Hi all,
As some you already know I was forced to implement an improved log support
for my own needs.
The quick solution generally isn't the best one and I understand this
applies to my implementation.
However, I'm willing to fix that so I would like to make some comments on
the last discussion on logging.
On Wed, Apr 10, 2013 at 5:25 PM, Mateusz Loskot <mate...@loskot.net> wrote:
> On 9 April 2013 23:39, Vadim Zeitlin <vz-s...@zeitlins.org> wrote:
> >
> > First, let me explain once again what are my goals here. Basically I'd
> > like to provide more information in the error messages from my code to
> > allow diagnosing what exactly went wrong when using prepared statements.
>
My needs aren't related to what went wrong during execution but what
happened while building the query.
In my case, soci's exception messages are handled externally to soci but I
understand it can be done internally.
The more important thing for me was knowing the values of the query
parameters for each execution.
> > Currently if you run a statement like "insert into foo(bar) values(:bar)"
> > and it fails with e.g. "unique constraint violation on foo.bar" error
> > message, you have no idea which record failed to be inserted because the
> > actual value of ":bar" placeholder doesn't appear anywhere. The best I
> can
> > do is to use session::get_last_query() to give the error message of the
> > form
> >
> > unique constraint violation on foo.bar while executing
> > "insert into foo(bar) values(:bar)"
> >
> > Instead I'd like to be able to say
> >
> > unique constraint violation on foo.bar while executing
> > "insert into foo(bar) values(:bar)" with "bar"='baz'
> >
>
> or maybe even just
> >
> > unique constraint violation on foo.bar while executing
> > "insert into foo(bar) values('baz')"
>
> The first (with separated parameters) is my preferred format and similar
to the one I used in my implementation.
Mixing the values of the query parameters with the literal values in the
query may lead to confusion about the responsibility of each value.
The problem of logging the parameters lies in logging it with the query of
in a separate line.
I tried logging query and params in the same line but I had a hard time
controlling that because where query is logged (prepare) can be too far in
terms of time from where parameters get logged (execute).

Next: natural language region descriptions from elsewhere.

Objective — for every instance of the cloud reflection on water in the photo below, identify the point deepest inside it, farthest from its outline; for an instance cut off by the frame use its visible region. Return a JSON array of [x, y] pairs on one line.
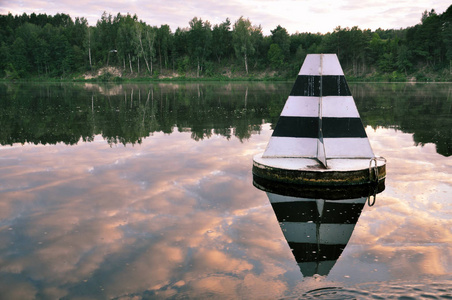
[[175, 216]]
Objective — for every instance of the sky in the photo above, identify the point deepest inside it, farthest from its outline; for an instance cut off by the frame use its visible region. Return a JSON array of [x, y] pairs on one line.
[[316, 16]]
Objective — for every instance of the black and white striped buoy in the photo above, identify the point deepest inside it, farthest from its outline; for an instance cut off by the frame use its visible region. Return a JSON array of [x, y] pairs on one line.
[[319, 138]]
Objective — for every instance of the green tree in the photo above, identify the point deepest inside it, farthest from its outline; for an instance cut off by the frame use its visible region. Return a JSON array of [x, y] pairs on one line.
[[200, 40], [243, 36], [281, 38], [222, 40], [275, 56]]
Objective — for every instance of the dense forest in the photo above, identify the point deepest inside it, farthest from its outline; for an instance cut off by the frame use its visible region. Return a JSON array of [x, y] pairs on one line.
[[44, 46]]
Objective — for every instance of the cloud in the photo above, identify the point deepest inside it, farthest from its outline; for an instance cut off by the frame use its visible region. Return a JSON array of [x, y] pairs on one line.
[[306, 16]]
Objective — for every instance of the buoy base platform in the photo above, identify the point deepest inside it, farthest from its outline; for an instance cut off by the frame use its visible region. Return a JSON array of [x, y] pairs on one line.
[[309, 171]]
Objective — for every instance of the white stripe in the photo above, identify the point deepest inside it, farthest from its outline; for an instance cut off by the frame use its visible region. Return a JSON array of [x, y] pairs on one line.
[[329, 234], [299, 106], [317, 267], [348, 148], [291, 147], [276, 198], [312, 65], [339, 107]]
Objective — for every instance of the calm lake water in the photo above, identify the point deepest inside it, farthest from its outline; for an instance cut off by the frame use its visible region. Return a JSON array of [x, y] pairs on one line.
[[145, 191]]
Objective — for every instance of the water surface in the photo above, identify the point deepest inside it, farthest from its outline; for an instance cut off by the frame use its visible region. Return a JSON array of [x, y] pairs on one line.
[[145, 191]]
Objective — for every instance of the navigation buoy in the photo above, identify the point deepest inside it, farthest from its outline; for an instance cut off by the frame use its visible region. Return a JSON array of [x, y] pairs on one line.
[[319, 138]]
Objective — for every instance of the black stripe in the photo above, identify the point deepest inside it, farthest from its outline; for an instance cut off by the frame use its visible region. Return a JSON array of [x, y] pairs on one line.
[[305, 252], [308, 127], [306, 211], [309, 85]]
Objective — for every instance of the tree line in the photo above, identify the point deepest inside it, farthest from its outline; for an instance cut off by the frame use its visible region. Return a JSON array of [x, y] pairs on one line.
[[58, 46]]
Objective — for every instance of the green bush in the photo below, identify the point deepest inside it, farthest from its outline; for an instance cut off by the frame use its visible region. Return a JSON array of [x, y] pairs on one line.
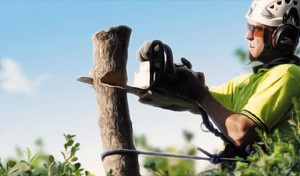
[[44, 164], [283, 157]]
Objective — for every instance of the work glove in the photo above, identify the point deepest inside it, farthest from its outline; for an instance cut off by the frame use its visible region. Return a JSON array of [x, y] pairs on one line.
[[189, 85], [147, 49]]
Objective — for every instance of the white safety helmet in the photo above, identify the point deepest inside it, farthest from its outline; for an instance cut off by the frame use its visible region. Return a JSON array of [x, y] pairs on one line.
[[271, 12]]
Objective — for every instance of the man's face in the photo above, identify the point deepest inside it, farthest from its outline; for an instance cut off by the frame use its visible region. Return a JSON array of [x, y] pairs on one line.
[[255, 35]]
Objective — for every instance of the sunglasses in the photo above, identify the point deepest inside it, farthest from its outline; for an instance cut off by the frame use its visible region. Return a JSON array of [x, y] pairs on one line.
[[256, 31]]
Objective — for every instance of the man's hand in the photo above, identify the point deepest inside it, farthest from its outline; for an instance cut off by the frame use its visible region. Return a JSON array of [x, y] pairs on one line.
[[191, 85], [145, 52]]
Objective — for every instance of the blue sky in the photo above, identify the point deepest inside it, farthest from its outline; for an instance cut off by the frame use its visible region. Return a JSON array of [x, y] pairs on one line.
[[46, 44]]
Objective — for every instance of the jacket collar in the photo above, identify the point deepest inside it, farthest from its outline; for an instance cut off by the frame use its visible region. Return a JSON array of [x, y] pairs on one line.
[[279, 61]]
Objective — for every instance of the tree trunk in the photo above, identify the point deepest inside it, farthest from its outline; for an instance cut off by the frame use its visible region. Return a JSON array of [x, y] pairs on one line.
[[109, 78]]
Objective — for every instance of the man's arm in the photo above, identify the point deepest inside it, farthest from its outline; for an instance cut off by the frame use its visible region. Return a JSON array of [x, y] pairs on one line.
[[238, 128]]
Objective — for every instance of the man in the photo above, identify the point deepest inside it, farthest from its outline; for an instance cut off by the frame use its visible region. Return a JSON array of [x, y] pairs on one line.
[[261, 99]]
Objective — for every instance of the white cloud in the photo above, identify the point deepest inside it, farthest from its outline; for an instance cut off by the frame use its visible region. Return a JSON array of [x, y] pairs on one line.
[[13, 80]]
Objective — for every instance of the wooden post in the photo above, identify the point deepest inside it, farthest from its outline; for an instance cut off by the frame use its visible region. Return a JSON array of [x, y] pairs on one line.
[[109, 75]]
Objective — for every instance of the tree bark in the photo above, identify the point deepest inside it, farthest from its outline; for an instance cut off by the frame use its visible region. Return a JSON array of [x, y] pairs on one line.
[[109, 75]]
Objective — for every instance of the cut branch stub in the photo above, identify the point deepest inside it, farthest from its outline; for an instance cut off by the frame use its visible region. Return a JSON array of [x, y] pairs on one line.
[[109, 75]]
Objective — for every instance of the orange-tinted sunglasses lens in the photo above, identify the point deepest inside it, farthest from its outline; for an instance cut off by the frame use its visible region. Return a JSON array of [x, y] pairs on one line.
[[256, 31]]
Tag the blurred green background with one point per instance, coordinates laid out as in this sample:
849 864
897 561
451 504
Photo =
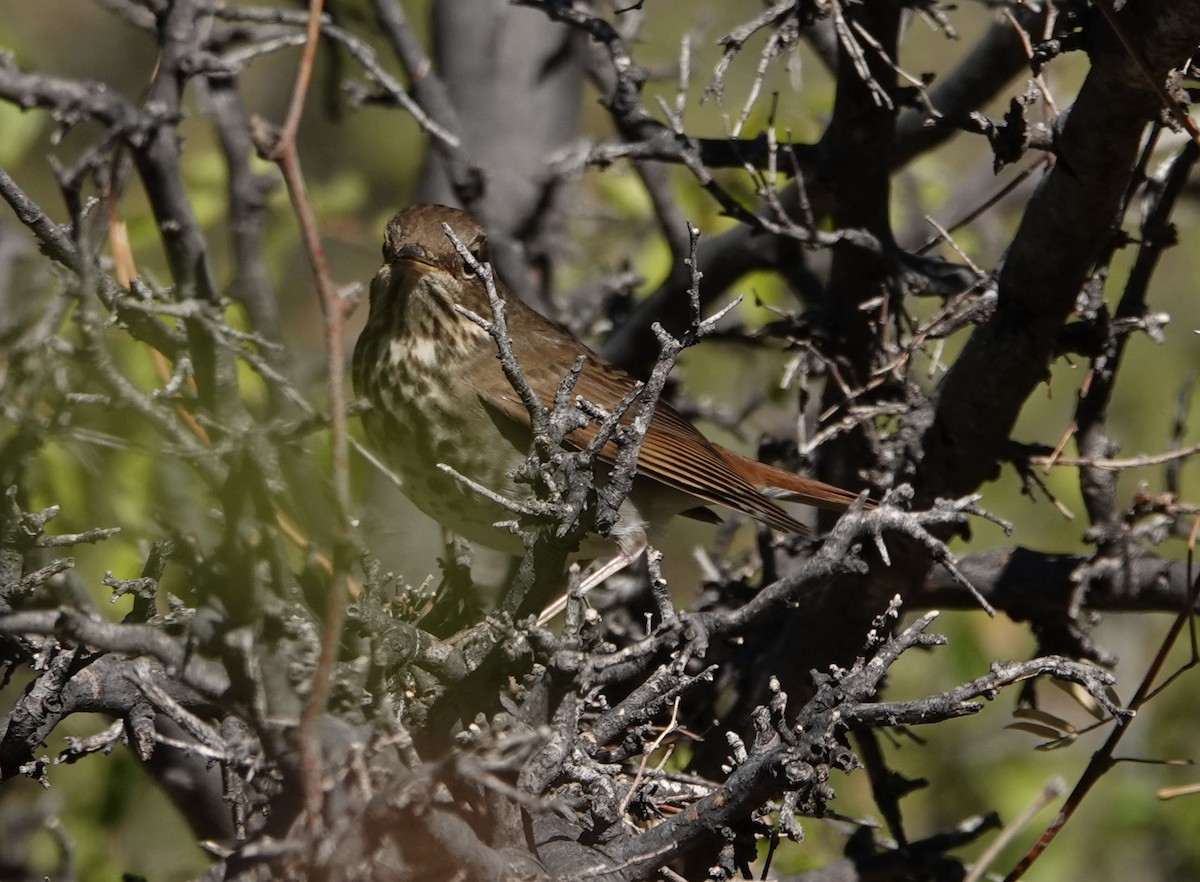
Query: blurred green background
360 167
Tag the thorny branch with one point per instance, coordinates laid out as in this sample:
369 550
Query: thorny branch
429 737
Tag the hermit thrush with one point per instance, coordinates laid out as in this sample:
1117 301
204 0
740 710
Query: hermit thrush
439 395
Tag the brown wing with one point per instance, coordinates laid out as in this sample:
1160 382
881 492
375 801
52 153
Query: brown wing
673 451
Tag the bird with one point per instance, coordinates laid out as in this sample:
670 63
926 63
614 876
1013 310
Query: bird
441 399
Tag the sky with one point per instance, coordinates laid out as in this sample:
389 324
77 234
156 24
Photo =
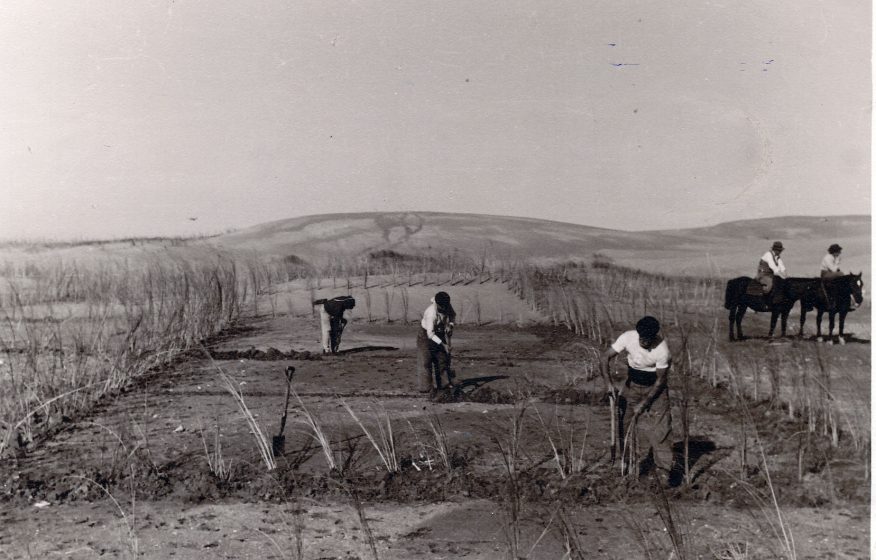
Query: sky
182 117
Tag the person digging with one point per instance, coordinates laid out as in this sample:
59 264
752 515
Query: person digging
433 344
643 408
332 322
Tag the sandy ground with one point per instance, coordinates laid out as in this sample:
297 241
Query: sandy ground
132 478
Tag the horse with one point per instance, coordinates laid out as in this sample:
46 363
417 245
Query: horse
784 295
833 297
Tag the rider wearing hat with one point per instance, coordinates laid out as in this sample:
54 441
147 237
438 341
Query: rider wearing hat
830 269
831 261
771 267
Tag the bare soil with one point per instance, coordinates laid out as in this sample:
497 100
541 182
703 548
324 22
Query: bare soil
132 478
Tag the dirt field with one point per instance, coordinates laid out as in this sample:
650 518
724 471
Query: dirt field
132 479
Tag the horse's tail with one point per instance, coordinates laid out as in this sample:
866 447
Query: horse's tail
734 290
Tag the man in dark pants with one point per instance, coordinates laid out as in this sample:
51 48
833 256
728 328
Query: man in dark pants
433 344
332 322
644 399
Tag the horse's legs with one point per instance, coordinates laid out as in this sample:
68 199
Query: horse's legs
732 319
831 316
774 316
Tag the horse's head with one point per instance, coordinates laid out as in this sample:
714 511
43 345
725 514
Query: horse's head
856 285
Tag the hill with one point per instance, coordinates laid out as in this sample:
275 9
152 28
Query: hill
726 249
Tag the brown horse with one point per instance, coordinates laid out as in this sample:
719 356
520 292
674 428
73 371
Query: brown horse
833 296
779 303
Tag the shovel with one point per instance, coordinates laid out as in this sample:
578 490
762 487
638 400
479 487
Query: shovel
278 442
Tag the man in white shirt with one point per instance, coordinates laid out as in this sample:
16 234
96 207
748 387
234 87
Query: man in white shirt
831 261
830 269
433 344
645 394
771 267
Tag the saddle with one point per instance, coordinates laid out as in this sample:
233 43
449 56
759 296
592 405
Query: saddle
768 298
755 289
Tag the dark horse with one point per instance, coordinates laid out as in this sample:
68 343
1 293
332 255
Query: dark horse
834 297
781 300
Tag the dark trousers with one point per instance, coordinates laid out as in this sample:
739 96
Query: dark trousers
653 431
432 363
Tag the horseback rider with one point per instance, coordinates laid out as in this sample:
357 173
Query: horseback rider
830 262
433 343
830 269
769 269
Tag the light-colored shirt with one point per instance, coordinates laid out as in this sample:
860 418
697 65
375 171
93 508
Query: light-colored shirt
642 358
431 317
775 263
830 263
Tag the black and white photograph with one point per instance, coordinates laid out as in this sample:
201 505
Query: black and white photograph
390 280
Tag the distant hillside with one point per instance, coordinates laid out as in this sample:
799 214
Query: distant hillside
725 249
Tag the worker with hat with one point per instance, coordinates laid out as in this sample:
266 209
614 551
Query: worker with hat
771 270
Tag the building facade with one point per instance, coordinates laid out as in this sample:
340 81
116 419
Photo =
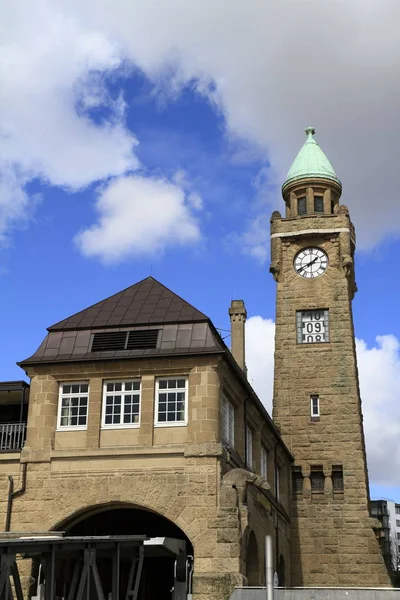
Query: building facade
316 403
388 513
142 421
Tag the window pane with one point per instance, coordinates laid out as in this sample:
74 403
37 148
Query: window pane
301 206
318 204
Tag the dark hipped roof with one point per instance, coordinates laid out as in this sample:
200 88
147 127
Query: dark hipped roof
148 302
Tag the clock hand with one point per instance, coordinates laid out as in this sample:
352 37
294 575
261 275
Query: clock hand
308 264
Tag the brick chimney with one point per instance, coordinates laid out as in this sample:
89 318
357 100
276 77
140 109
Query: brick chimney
238 315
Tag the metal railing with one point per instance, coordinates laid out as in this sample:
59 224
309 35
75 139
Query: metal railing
12 436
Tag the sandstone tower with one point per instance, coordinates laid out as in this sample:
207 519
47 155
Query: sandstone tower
317 403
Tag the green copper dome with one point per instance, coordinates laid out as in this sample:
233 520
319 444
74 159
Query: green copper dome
310 162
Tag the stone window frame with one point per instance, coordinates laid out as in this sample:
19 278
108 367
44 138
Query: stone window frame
122 393
228 421
315 414
249 447
72 395
264 452
182 423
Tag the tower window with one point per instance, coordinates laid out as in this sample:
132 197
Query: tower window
277 482
297 480
318 204
317 479
314 406
337 478
264 463
249 448
301 206
228 422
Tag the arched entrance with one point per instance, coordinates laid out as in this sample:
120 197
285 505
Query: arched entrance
165 570
252 563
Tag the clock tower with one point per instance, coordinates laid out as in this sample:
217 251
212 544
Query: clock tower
316 403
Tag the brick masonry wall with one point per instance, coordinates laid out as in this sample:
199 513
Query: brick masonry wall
333 542
174 471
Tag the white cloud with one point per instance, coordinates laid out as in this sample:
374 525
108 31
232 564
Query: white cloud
139 216
50 65
273 67
379 371
260 341
270 67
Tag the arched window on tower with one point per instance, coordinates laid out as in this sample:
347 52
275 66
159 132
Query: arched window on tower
318 204
301 206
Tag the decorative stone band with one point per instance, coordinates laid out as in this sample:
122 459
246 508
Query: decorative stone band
312 232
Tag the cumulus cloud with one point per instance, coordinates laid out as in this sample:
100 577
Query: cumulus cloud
379 368
260 340
52 70
379 371
139 216
270 68
273 67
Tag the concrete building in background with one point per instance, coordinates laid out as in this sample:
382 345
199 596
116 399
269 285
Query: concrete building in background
388 513
142 421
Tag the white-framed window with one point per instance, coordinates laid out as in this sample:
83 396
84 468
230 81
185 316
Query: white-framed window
228 422
171 401
249 448
314 401
121 404
264 463
73 404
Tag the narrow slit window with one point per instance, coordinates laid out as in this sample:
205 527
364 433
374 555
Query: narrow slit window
228 422
318 204
264 463
314 406
297 480
337 478
249 448
301 206
317 479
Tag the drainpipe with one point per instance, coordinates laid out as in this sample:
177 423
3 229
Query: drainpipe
12 494
269 569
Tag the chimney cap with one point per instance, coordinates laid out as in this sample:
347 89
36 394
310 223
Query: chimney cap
238 308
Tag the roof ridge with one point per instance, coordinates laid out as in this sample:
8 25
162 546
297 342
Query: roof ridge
131 306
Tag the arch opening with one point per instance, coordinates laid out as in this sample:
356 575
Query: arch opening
167 564
252 563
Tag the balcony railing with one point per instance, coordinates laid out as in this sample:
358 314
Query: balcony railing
12 436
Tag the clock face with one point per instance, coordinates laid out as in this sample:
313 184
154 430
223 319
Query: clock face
311 262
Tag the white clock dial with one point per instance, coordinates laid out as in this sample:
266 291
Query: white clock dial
311 262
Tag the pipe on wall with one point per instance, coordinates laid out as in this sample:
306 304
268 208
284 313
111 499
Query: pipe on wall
14 494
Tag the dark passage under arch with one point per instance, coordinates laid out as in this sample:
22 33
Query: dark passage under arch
159 566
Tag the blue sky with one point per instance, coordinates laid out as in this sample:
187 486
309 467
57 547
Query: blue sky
189 120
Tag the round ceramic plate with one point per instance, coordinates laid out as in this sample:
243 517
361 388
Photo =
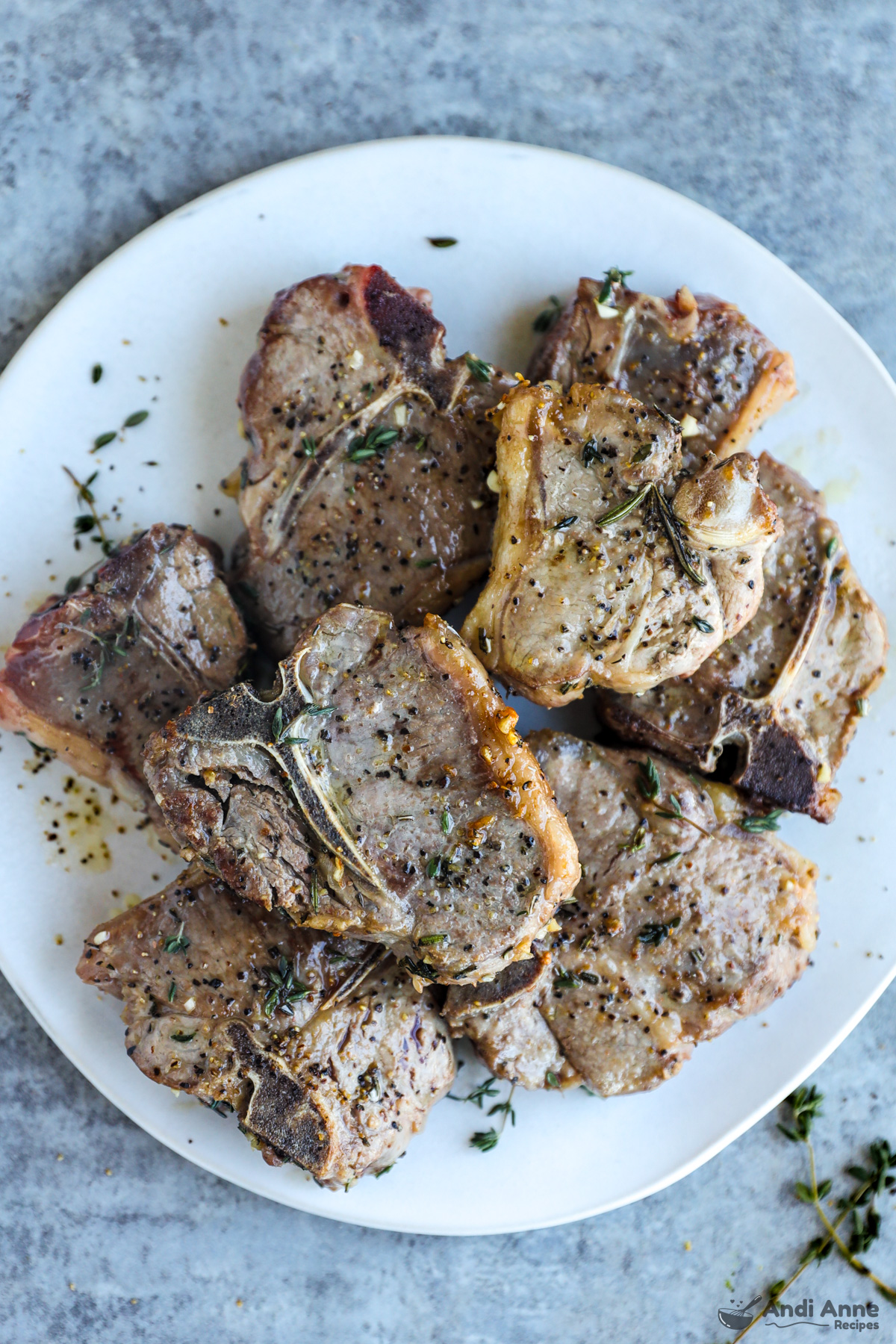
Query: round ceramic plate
172 319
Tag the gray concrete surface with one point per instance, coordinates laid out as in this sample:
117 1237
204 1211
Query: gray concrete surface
781 117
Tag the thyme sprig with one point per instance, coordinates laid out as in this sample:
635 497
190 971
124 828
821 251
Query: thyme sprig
613 277
548 316
87 522
488 1139
284 989
112 645
872 1182
373 444
481 371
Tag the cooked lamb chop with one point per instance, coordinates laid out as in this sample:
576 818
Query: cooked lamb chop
381 791
695 358
366 477
786 694
92 675
682 924
329 1057
606 569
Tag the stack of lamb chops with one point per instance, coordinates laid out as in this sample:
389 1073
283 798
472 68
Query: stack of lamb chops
375 858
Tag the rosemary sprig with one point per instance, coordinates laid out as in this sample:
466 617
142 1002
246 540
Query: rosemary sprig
284 989
668 520
620 511
548 316
874 1180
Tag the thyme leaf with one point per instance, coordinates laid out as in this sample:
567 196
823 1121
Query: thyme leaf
648 780
481 371
591 453
656 933
176 941
548 316
284 989
613 277
485 1140
874 1180
373 444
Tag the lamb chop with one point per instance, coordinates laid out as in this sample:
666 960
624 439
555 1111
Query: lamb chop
685 920
381 791
90 675
783 697
366 477
692 356
609 569
323 1048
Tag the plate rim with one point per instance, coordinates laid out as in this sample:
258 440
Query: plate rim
402 1225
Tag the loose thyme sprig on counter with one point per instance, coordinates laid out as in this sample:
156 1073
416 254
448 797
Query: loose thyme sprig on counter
874 1180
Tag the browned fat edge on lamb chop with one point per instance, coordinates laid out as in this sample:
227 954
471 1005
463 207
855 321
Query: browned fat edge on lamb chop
321 1046
785 695
379 791
366 476
612 567
682 924
93 673
694 356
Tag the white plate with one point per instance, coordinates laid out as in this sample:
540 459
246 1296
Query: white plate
529 222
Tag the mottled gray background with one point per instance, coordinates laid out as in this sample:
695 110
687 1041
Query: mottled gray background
781 117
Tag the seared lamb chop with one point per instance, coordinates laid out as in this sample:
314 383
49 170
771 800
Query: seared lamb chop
682 924
329 1057
366 479
692 356
608 570
93 673
381 791
788 691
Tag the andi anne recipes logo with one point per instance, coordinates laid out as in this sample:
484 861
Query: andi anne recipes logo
839 1316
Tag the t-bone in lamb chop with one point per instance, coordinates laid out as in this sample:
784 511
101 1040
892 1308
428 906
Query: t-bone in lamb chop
692 356
682 924
381 791
324 1048
785 694
93 673
366 476
610 567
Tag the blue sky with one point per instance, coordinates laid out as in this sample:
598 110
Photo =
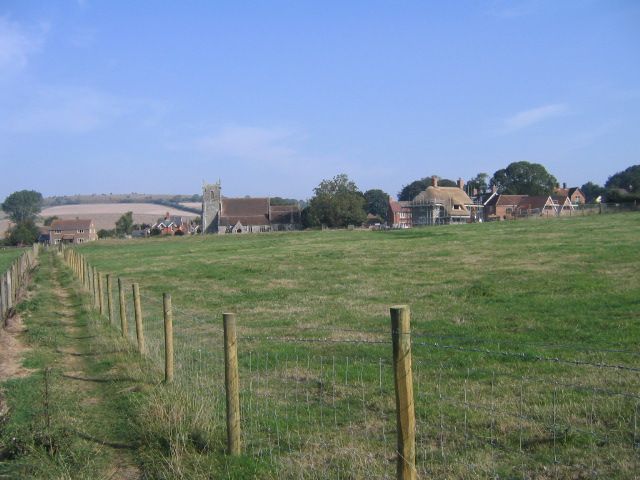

I decided for logging it a separate line but that can cause some confusion
if multiple queries get logged at the same time in a same log destination.
I haven't worked on that but a separate line for parameters might need some
indication of which query it belongs to.
> I like your idea. It is important do feature to be able to report errors
> with
> meaningful context. The actual format of report is a secondary issue,
> so it can be decided later.
>
Mateusz, what is your idea of 'meaningful context' for error reporting?
Do you mean including extra info about the source of the error?
(e.g. Error on prepare: bla bla bla)
> > For consistency with the last query itself, it would seem to be logical
> to
> > save the parameters values in statement_impl itself: it already calls
> > session::log_query() in its ctor and it could call some log_parameters()
> in
> > its define_and_bind(). But this is where I have my first question: do you
> > think it could be a noticeable pessimization, from performance point of
> > view, to always log the input parameters here?
>
> There is potential of performance decrease.
> So, we should be careful about it, indeed.
>
I don't think saving parameter values makes much sense.
The query is saved because the statement is prepared with such query.
In the case of parameters, they're just references to variables so what
matters is their values at the time of the execution.
>
> > I haven't done any profiling
> > yet but I have a suspicion that it could add a noticeable overhead,
> > considering that queries can have a lot of parameters and all of them
> would
> > need to be converted to strings (I think, see below) during each
> execution
> > of the query.
>
> I doubt we can perform meaningful benchmarks in short time.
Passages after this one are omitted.